A certificate of dissolution and a certified copy or copies thereof shall be filed in the same place as an original certificate of incorporation and thereupon the corporation shall be deemed to be dissolved.

Such corporation shall continue for the purpose of paying, satisfying and discharging any existing liabilities or obligations and collecting or liquidating its assets, and doing all other acts required to adjust and wind up its business and affairs, and may sue and be sued in its corporate name.

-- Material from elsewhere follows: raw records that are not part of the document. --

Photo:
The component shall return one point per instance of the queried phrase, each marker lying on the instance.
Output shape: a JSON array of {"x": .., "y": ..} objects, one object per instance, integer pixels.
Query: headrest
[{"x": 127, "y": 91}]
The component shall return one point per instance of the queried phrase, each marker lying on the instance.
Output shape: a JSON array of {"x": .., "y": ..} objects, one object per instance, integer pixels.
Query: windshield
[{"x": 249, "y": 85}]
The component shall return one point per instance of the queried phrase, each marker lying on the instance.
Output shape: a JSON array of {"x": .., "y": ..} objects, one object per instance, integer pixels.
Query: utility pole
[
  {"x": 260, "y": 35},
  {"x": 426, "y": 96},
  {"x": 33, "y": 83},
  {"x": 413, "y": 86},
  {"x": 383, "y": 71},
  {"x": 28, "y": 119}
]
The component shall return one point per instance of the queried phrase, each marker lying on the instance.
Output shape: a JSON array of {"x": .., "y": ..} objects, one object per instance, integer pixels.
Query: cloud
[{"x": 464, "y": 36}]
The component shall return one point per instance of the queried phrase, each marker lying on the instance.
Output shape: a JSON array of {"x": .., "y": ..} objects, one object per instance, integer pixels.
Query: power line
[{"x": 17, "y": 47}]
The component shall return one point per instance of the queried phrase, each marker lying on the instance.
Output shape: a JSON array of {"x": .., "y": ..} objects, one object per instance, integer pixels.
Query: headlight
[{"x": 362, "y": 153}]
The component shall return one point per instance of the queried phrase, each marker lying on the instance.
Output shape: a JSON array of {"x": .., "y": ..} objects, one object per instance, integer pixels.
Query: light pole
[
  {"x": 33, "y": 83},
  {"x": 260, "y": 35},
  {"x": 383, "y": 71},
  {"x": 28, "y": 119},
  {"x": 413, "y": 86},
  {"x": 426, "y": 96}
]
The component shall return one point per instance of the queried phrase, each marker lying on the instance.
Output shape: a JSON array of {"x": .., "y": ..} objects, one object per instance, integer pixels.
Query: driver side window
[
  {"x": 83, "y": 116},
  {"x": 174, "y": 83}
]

Any assets remaining after all liabilities or obligations of the corporation have been satisfied or discharged shall be distributed among the members in such manner as is provided for in the corporation's charter or bylaws, and the charter or bylaws may provide for distributions to persons who were members in one or more prior years."

Sec. 3.  G.S. 117-34 reads as rewritten:

"§ 117-34. Dissolution.-Any telephone membership corporation created under this Article may be dissolved by filing, as hereinafter provided, a certificate which shall be entitled and endorsed 'Certificate of Dissolution of ........' (the blank space being filled in with the name of the corporation) and shall state:

(1)       Name of the corporation, and if such corporation is a corporation resulting from a consolidation as herein provided, the names of the original corporations.

(2)       The date of filing of the certificate of incorporation, and if such corporation is a corporation resulting from a consolidation as herein provided, the dates on which the certificates of incorporation of the original corporations were filed.

(3)       That the corporation elects to dissolve.

(4)       The name and post-office address of each of its directors, and the name, title and post-office address of each of its officers.

Such certificate shall be subscribed and acknowledged in the same manner as an original certificate of incorporation by the president or a vice-president, and the secretary or an assistant secretary, who shall make and annex an affidavit, stating that they have been authorized to execute and file such certificate by the votes cast in person or by proxy by a majority of the members of the corporation entitled to vote at least two-thirds of its total membership, without proxies.

A certificate of dissolution and a certified copy or copies thereof shall be filed in the same place as an original certificate of incorporation and thereupon the corporation shall be deemed to be dissolved.

Such corporation shall continue for the purpose of paying, satisfying and discharging any existing liabilities or obligations and collecting or liquidating its assets, and doing all other acts required to adjust and wind up its business and affairs, and may sue and be sued in its corporate name. Any assets remaining after all liabilities or obligations of the corporation have been satisfied or discharged shall pass to and become the property of the State."

Sec. 4.  This act is effective upon ratification.

In the General Assembly read three times and ratified this the 22nd day of June, 1987.